Responsável por coordenar o grupo de trabalho que elaborou o protocolo do CNJ, a ex-conselheira Ivana Farina Navarrete Pena comemorou a decisão da magistrada. Para ela, o grande desafio agora é difundir a possibilidade de a Justiça adotar medidas pautadas pela perspectiva de gênero e fazer com que os juízes sigam o passo a passo do guia produzido pelo órgão.

Em dois meses, no entanto, Ivana diz já ver resultados, especialmente em processos envolvendo violência contra a mulher e na Justiça Previdenciária. “Mais do que editado, esse protocolo tem que ser colocado em prática, para garantir a justiça social”, afirmou a coordenadora.

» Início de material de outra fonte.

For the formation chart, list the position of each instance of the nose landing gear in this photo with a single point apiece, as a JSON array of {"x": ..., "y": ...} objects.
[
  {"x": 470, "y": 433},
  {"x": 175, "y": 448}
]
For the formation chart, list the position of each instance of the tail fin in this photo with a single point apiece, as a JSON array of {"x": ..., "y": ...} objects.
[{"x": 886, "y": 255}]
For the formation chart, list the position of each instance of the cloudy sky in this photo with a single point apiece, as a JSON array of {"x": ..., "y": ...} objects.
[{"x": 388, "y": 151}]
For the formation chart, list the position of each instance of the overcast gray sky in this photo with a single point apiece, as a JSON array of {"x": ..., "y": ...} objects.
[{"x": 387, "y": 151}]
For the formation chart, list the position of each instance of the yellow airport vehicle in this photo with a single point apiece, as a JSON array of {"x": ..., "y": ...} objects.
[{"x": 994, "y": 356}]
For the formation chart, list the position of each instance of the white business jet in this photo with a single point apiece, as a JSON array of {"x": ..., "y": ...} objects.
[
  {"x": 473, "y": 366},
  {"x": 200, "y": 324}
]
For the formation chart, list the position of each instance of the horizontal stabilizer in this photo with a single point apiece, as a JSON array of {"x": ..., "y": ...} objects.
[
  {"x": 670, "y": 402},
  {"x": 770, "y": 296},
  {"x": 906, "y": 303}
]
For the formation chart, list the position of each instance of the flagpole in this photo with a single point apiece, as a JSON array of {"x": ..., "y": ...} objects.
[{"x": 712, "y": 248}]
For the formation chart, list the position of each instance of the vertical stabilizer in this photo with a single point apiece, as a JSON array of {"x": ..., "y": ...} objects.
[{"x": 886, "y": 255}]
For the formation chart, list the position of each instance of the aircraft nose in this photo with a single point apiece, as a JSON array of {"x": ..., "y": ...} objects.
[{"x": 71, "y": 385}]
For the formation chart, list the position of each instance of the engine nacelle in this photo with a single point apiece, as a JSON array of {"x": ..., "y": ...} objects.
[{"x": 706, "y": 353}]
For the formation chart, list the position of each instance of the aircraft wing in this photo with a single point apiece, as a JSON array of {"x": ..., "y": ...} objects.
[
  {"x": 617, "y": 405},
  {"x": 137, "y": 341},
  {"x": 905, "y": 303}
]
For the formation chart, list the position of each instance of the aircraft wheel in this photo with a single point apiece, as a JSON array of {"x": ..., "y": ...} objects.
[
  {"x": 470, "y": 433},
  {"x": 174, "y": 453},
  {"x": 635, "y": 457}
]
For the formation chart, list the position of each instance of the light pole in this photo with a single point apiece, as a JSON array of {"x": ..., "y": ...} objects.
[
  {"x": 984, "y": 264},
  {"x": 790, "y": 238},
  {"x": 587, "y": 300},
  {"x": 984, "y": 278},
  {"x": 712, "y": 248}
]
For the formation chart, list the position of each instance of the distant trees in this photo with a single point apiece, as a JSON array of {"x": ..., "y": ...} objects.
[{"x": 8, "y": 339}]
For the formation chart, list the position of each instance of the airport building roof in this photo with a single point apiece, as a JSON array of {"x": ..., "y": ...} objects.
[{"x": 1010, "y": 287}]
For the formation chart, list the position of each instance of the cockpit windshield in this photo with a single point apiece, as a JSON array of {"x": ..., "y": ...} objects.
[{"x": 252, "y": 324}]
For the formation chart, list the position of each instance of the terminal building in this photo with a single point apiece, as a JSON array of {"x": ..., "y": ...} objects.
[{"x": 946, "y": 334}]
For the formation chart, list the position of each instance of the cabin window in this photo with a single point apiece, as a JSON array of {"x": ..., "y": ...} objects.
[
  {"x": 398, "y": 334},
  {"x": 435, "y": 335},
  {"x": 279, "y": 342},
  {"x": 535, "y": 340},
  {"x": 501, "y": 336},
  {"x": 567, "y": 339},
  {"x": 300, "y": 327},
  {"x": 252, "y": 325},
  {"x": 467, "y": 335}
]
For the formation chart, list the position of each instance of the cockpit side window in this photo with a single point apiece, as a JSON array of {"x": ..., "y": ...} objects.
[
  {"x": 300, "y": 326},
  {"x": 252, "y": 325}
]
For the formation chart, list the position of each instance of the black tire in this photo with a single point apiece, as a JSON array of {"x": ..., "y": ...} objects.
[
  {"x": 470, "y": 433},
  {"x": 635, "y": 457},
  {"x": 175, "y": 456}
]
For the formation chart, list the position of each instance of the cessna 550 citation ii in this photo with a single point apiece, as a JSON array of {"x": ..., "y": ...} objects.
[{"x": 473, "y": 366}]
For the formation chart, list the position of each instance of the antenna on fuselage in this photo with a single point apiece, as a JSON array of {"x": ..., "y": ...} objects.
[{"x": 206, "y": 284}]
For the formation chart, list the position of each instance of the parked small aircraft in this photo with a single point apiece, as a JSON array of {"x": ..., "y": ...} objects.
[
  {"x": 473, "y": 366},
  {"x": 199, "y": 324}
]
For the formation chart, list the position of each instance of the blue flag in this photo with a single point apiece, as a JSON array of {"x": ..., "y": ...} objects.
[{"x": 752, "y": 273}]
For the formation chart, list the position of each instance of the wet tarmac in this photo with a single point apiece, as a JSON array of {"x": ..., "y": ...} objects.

O grupo de trabalho foi instituído em fevereiro do ano passado, pelo presidente do Supremo Tribunal Federal (STF), ministro Luiz Fux, que também comanda o CNJ.

A iniciativa é uma continuidade de medidas que vêm sendo adotadas pelo órgão, pelo menos desde 2018, para promover o enfrentamento à violência contra as mulheres e o incentivo à participação feminina no Poder Judiciário.

“Este instrumento traz considerações teóricas sobre a questão da igualdade e também um guia para que os julgamentos que ocorrem nos diversos âmbitos da Justiça possam ser aqueles que realizem o direito à igualdade e à não discriminação de todas as pessoas, de modo que o exercício da função jurisdicional se dê de forma a concretizar um papel de não repetição de estereótipos, de não perpetuação de diferença”, disse o CNJ por meio do documento.

O advogado Emiliano Branco, que atuou na defesa da mulher, criticou a postura da prefeitura. Afirmou que foi necessário entrar com um mandado de segurança para que o Poder Judiciário garantisse os seus direitos. “Precisamos estar mais atentos e sensíveis às discussões de gênero no âmbito trabalhista”, defendeu.

Para ele, a decisão demonstra a “necessária revisão dos normativos trabalhistas no sentido de dar tratamento diferente às mulheres, as quais não raras vezes têm pela frente dois ou três turnos de trabalho”.

Procurada, a Prefeitura de São José de Cerrito não se manifestou até o fechamento da edição.